Overview
========


This section covers optimization techniques that help you get a smaller model by compressing 
its weights and activations.
In particular, it will go over APIs for taking a model from 
`float` precision (16 or 32 bits per value) to <= 8 bits, 
while maintaining good accuracy.
 

Model compression can help reduce the 
memory footprint of your model, reduce inference latency, reduce  
power consumption, or reduce them all at once. For instance, you may be working with a large model (e.g. >1B parameters) and need 
to reduce its memory footprint to make it reasonably run on an iPhone, 
or you may want to enable a real-time experience for your user that
requires you to shave off a few milliseconds of the inference time, 
or you may be shipping several models in your single app whose disk size you 
want to keep in check.

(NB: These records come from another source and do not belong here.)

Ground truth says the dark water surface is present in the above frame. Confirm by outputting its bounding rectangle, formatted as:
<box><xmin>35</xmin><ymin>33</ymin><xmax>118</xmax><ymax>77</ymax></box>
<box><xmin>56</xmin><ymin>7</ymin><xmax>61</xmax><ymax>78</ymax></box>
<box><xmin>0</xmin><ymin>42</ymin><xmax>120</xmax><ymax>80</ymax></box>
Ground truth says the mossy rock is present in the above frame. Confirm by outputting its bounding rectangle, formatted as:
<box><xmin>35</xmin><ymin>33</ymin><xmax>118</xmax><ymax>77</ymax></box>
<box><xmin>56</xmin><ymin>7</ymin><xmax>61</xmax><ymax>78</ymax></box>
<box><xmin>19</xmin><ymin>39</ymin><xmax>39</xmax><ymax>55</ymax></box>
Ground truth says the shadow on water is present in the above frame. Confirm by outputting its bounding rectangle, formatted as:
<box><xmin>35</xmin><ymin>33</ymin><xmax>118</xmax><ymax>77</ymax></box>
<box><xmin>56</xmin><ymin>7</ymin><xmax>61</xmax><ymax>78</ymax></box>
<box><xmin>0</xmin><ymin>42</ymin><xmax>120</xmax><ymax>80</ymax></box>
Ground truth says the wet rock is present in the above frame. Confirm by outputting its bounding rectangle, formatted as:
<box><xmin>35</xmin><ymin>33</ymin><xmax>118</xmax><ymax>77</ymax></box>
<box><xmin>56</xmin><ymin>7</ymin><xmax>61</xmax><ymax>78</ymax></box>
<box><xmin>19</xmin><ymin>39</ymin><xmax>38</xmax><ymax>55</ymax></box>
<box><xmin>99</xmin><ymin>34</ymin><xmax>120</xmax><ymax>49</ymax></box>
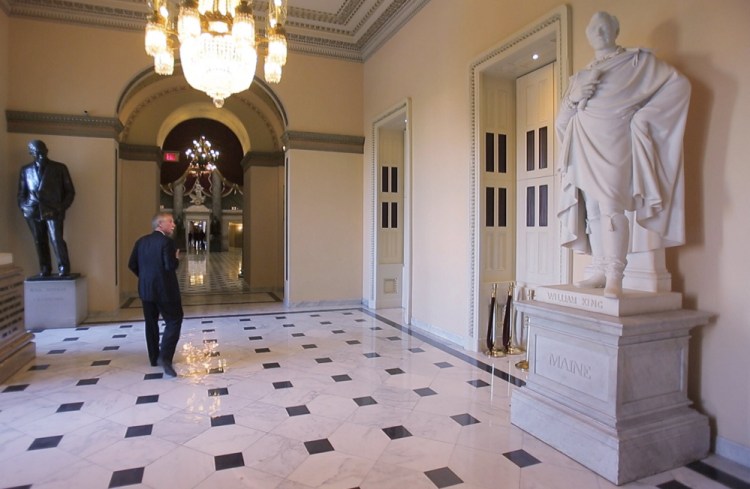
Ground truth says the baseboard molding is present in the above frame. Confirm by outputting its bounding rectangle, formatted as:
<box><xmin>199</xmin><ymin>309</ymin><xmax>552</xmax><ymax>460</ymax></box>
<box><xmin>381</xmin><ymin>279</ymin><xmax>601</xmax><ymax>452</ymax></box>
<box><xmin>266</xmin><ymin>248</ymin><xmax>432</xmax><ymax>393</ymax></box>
<box><xmin>715</xmin><ymin>436</ymin><xmax>750</xmax><ymax>468</ymax></box>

In this section, you will learn about several 
techniques to help achieve these goals. 
You will learn how you can try them quickly on your model 
to see the effect on latency and size, and then 
choose the right approach to trade off accuracy and the time/data needed to optimize, based on your model. 


You will learn about compression schemes that are possible with the 
Core ML runtime and Apple Silicon, which kind of hardware is best suited for 
different kinds of schemes, and how various algorithms implemented in `coremltools`
can help you achieve memory and latency savings on your model.

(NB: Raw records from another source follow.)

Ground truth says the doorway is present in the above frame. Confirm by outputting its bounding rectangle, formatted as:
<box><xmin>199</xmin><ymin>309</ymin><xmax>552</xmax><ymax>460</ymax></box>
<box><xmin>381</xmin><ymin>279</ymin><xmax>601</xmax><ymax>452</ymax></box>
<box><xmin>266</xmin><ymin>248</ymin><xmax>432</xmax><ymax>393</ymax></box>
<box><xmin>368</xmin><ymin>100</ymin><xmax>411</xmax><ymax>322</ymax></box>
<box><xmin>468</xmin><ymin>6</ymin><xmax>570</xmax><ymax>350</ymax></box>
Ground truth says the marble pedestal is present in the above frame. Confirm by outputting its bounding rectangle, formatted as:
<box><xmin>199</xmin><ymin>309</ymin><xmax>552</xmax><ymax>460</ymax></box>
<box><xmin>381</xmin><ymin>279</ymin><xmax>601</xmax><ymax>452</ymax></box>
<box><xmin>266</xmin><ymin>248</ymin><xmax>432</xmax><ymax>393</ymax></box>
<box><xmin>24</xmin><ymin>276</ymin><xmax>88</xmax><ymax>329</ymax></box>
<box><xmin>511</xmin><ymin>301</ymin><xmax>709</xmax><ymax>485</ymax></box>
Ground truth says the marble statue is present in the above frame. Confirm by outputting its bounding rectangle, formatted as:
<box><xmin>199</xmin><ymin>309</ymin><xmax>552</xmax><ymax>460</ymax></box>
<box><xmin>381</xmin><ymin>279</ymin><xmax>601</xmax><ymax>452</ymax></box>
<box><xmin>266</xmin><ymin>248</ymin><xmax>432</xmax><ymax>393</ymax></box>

Visit [What’s New](opt-whats-new) to see what is available on different 
OS versions. Go over the [example overview section](opt-overview-examples) 
to get a quick idea of typical workflows and to get a tour of compression APIs applied 
on a standard convnet and a generative model.


## How to Compress

Given a pre-trained model, compression can be performed 
with different ingredients in varying quantities: 

- **Just the model**:
  This is referred to as data-free compression. 
  It is very quick to apply and can work really well for
  reducing the model size by half (8 bits) or, depending on the model,
  even up to 6 or 4 bits of representation, with only a slight decrease in accuracy. 
- **Model and a small amount of training data**: This is referred to as post-training 
  compression with data calibration. It can lead to better accuracy for higher compression ratios.
- **Model, training pipeline, and data**: Having access to the full training pipeline and data
  lets you fine-tune the model while compressing it. This allows for the best accuracy and compression ratio trade offs.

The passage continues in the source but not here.